Reading between the lines: Love

This is a huge topic, and I’m only going to touch on it very briefly here, but on Saturday I was listening to the Today programme and heard a piece about encouraging teachers to be more loving in the classroom. 

The first speaker, Dr Andrew Curran, talked about engaging hearts and the minds would follow, and said that he would like to see “each individual child feeling important, respected, confident with the adult that’s in the class with them.”

His interlocutor, a secondary school teacher, said he had concerns about that “I worry if we’ve got to be loving our children rather than setting boundaries,” he said.

I was stunned. This man genuinely believed that it was an either/or, you either set boundaries or you were loving.  If that is what the people in positions of authority in our culture think, what hope is there for the next generation?

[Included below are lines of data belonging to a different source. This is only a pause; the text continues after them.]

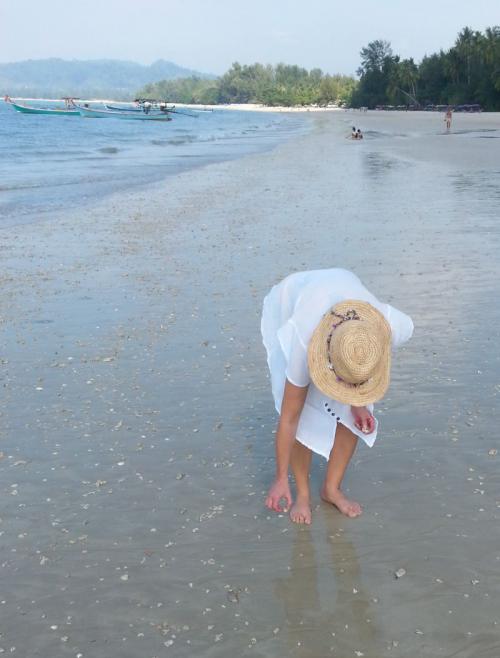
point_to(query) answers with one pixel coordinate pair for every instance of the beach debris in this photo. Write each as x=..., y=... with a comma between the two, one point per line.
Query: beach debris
x=233, y=596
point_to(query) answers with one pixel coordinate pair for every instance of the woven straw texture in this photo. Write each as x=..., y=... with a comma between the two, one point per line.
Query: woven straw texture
x=359, y=351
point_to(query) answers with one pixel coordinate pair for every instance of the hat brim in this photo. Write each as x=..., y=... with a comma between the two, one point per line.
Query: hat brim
x=327, y=381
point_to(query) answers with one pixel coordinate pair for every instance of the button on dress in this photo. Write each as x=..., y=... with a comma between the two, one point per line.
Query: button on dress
x=290, y=314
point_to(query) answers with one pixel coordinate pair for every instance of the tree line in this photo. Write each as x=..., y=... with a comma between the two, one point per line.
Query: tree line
x=467, y=73
x=282, y=84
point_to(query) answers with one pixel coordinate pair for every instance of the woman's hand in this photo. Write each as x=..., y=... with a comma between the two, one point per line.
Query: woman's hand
x=279, y=489
x=363, y=419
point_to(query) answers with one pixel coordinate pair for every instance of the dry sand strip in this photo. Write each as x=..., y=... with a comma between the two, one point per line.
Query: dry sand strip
x=137, y=423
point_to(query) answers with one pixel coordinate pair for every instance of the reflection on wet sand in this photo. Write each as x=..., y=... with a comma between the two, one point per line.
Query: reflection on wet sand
x=327, y=608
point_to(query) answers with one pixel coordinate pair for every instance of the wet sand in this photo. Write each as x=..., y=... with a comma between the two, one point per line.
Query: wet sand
x=136, y=441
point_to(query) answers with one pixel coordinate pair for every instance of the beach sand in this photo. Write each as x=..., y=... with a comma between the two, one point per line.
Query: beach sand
x=137, y=419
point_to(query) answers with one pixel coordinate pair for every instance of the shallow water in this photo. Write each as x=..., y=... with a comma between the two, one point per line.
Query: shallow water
x=62, y=163
x=138, y=423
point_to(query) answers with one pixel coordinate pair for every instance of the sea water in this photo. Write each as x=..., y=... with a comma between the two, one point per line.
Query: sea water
x=52, y=163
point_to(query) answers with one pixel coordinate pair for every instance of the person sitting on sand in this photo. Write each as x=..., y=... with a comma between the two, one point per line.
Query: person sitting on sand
x=328, y=343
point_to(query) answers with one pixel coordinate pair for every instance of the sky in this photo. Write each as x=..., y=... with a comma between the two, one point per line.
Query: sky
x=209, y=35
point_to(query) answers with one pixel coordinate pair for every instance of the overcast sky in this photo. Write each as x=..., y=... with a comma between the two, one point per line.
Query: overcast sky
x=208, y=35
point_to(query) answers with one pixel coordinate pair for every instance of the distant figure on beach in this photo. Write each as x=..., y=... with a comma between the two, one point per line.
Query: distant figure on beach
x=448, y=118
x=328, y=342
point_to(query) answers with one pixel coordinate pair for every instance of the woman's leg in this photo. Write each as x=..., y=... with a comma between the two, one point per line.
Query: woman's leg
x=300, y=462
x=340, y=456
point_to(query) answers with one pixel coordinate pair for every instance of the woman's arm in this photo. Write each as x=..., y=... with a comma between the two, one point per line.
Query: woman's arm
x=291, y=408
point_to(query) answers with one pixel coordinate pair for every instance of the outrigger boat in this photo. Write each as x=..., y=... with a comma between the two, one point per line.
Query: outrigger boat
x=67, y=110
x=154, y=107
x=91, y=113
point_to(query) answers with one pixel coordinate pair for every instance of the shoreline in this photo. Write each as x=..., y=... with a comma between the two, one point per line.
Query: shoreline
x=137, y=436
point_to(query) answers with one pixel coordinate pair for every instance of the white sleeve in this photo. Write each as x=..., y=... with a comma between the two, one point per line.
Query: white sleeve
x=401, y=326
x=295, y=352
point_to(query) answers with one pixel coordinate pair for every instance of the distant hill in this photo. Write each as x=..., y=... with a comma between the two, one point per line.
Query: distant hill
x=86, y=78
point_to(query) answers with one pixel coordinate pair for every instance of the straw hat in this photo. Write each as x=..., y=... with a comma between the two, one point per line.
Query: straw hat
x=349, y=354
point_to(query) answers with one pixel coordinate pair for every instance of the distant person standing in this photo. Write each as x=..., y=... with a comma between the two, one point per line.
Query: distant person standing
x=448, y=118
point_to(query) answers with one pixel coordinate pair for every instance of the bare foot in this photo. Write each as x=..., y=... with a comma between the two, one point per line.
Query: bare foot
x=363, y=419
x=300, y=511
x=348, y=507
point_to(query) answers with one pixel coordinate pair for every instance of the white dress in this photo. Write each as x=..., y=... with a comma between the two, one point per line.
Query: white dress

Dr Curran came back at him and pointed out that love absolutely involves setting boundaries.  Letting the kids do whatever they want is not loving – especially in the example the teacher had used in which a child had stabbed himself in the arm with a compass.  Letting him bleed to death is not loving!

People have confused love with fun and with pally-ness.  This teacher clearly thought Dr Curran was saying ‘just be their friend’, (or actually, their parent, revealing how good the parents in his experience are at setting loving boundaries!!).  ‘Have a laugh, make the classroom a fun place to be, and forget these silly things like rules and regulations.’

Love, as Dr Curran pointed out “is actually to do with the selfless, egoless acceptance and understanding of other human beings and then supporting them in a constructive way to help them move forward.”

As the old adage goes: ‘I love you just the way you are, and I love you too much to let you stay that way.’